In an effort to enrich the lives of Austin residents and spark economic growth on the West Side, local groups will host a free art fair along the 200 block of North Mayfield Avenue on July 28.
Along the closed-off block, the fair will feature art vendors, exhibits, a meditation space and peace garden, a raffle, as well as a gallery inside Third Unitarian Church, at 301 N. Mayfield Ave.
Funded with a grant from the Chicago Fund for Safe and Peaceful Communities, the fair is being planned by the Chicago Austin Art Council and the Redevelopment Management Resources Inc. non-profit.
Serethea Reid, president of Central Austin Neighborhood Association and art fair coordinator, said the event will help improve the outside perspective of Austin and offer community members exposure to the arts.

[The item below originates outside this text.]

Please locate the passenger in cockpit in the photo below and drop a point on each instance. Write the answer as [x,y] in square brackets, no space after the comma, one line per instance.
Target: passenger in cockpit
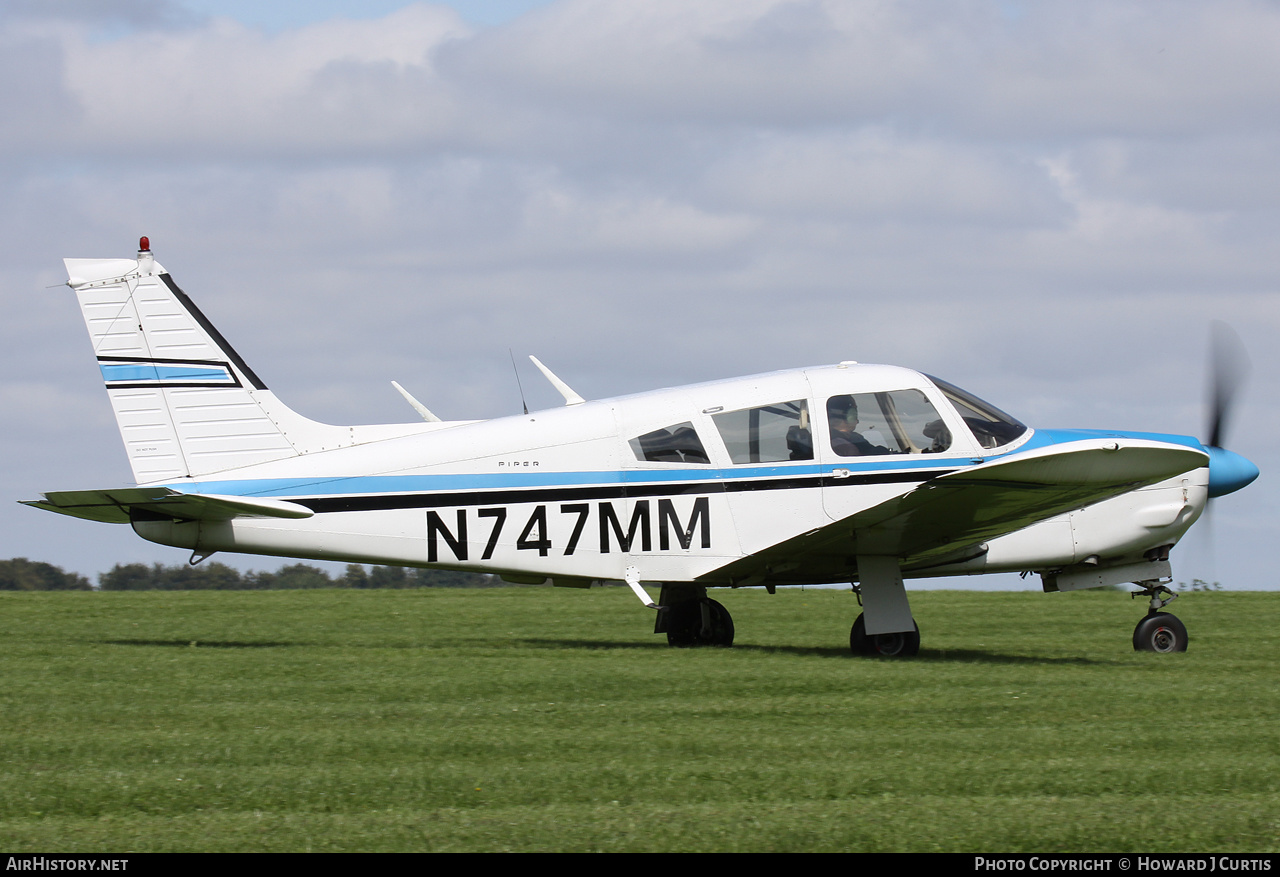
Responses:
[845,438]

Artists with work in the gallery so far include Shirley Hudson, whose paintings focus on Afrocentric and abstract themes; Joe Hardy, an abstract sculptor who works with stainless steel; Demetrius, who specializes in recreating ancient artifacts; and (29th) Ald. Chris Taliaferro, who is creating a piece specifically for the event.
Reid said she is asking artists registered for the fair to develop an interactive workshop they can host for attendees.
“Because we are offering artists a free space to be able to showcase and sell their work, we are asking that the artists give something back,” Reid said at the third and final awareness meeting held last month in preparation for the art fair.
Workshop participants can work with fabric art, create an anti-violence yard sign and write their names in hieroglyphics.
Art fair attendants will also have the opportunity to participate in a community collaboration piece that will be planned by Austin artist Shirley Hudson. Hudson said she has faith the fair will help enhance the lives of Austin residents.
“Art has a way of building up people’s moral, their lives and their spirit,” she said.
Hudson’s community piece will consist of two large paintings, one created by her and the rest by participants that day.
CANA member Beatrice Hardy said the event is really about trying to get people within the neighborhood to take pride in their community.
“Outside people treat your community how you treat it,” Hardy said. “If you show respect, people will see that and appreciate it.”
Fair attendants will also have the opportunity to participate in a group dance activity led by the Dancemakers are Peacemakers group ― which also received a grant from the Chicago Fund for Safe and Peaceful Communities.